Baker noted he has served in state and local government, including a term on the Swampscott Select Board, for decades, and that has taught him something about how to comport himself in public.

"Everybody's not always going to agree," Baker said, "but there is an attitudinal issue here that's fundamental to being part of public life and I found the president's comments and tweets the other day to be exactly the opposite about everything I believe about the way you should comport yourself as a public official."

Baker said he stood with the Jewish community after a flyer denying the Holocaust was found at Temple Emanu-El in Marblehead on Monday morning.

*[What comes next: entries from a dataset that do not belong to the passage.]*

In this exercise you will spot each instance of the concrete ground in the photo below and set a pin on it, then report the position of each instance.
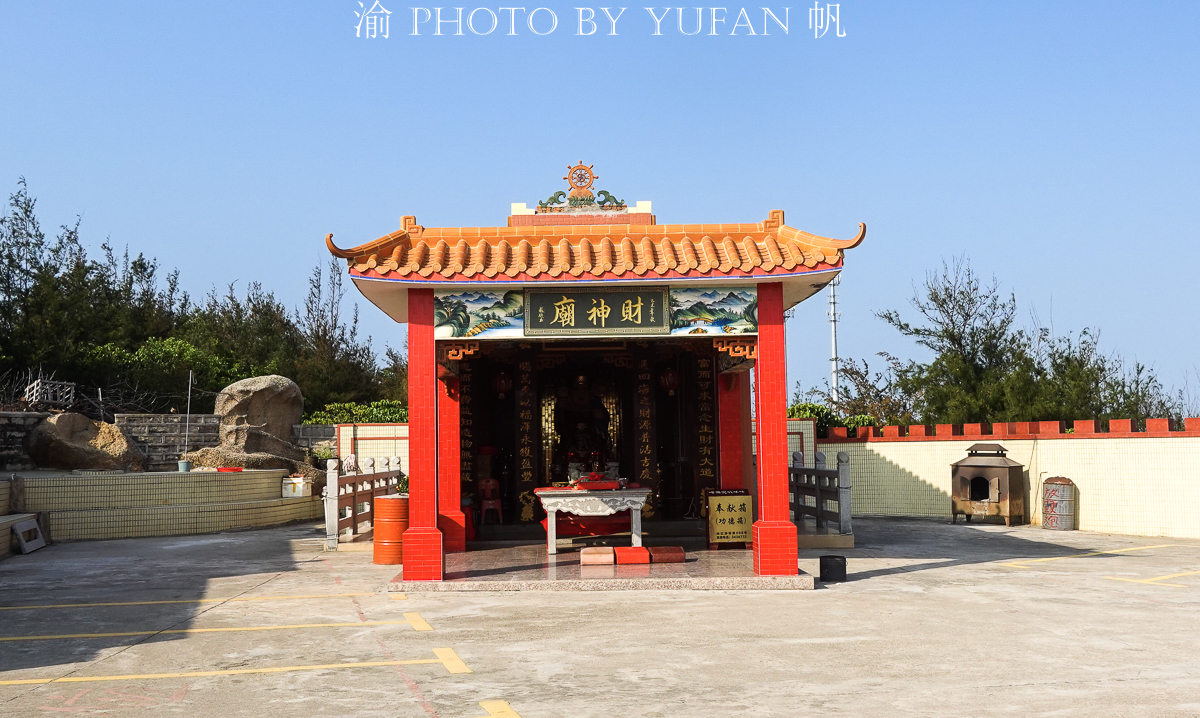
(936, 620)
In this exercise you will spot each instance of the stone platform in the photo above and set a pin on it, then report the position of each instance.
(528, 568)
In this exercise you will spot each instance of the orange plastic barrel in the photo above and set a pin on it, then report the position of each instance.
(390, 524)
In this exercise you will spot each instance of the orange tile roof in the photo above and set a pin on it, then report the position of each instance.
(594, 251)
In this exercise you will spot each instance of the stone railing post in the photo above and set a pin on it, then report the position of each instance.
(331, 514)
(844, 492)
(819, 484)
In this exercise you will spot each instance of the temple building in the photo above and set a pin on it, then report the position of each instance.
(585, 339)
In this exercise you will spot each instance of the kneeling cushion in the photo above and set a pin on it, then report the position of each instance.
(597, 556)
(667, 554)
(631, 555)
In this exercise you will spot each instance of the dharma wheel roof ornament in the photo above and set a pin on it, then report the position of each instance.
(580, 178)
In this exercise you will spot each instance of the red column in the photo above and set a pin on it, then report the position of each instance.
(450, 518)
(729, 398)
(774, 534)
(424, 560)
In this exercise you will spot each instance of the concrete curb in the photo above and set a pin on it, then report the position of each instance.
(801, 582)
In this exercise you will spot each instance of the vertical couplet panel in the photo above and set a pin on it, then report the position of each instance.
(424, 558)
(729, 395)
(774, 534)
(706, 422)
(450, 518)
(528, 437)
(645, 436)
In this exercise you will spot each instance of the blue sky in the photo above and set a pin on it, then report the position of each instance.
(1055, 144)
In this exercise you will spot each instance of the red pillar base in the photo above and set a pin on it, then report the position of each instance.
(774, 549)
(424, 560)
(454, 531)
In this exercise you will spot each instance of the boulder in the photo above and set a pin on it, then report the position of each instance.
(73, 441)
(257, 416)
(222, 456)
(268, 405)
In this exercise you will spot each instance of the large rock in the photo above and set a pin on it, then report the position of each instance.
(257, 414)
(222, 456)
(73, 441)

Baker said shortly after the shooting in late April at a synagogue in Poway, California that left one person dead and three people injured, including a rabbi, Baker and his wife, Lauren, went to an event at the New England Holocaust Memorial in Boston. He said he and his wife both remarked to each other how they loved the Jewish community in Swampscott and elsewhere in the Bay State. Chabad of the North Shore "is literally two baseball throws from my house in Swampscott," Baker said. 

"(Rabbi) Yossi Lipsker and the congregation there are just wonderful people and there is no room for any of that stuff in my opinion, and I'm going to stand with those communities and with those people whenever I have to."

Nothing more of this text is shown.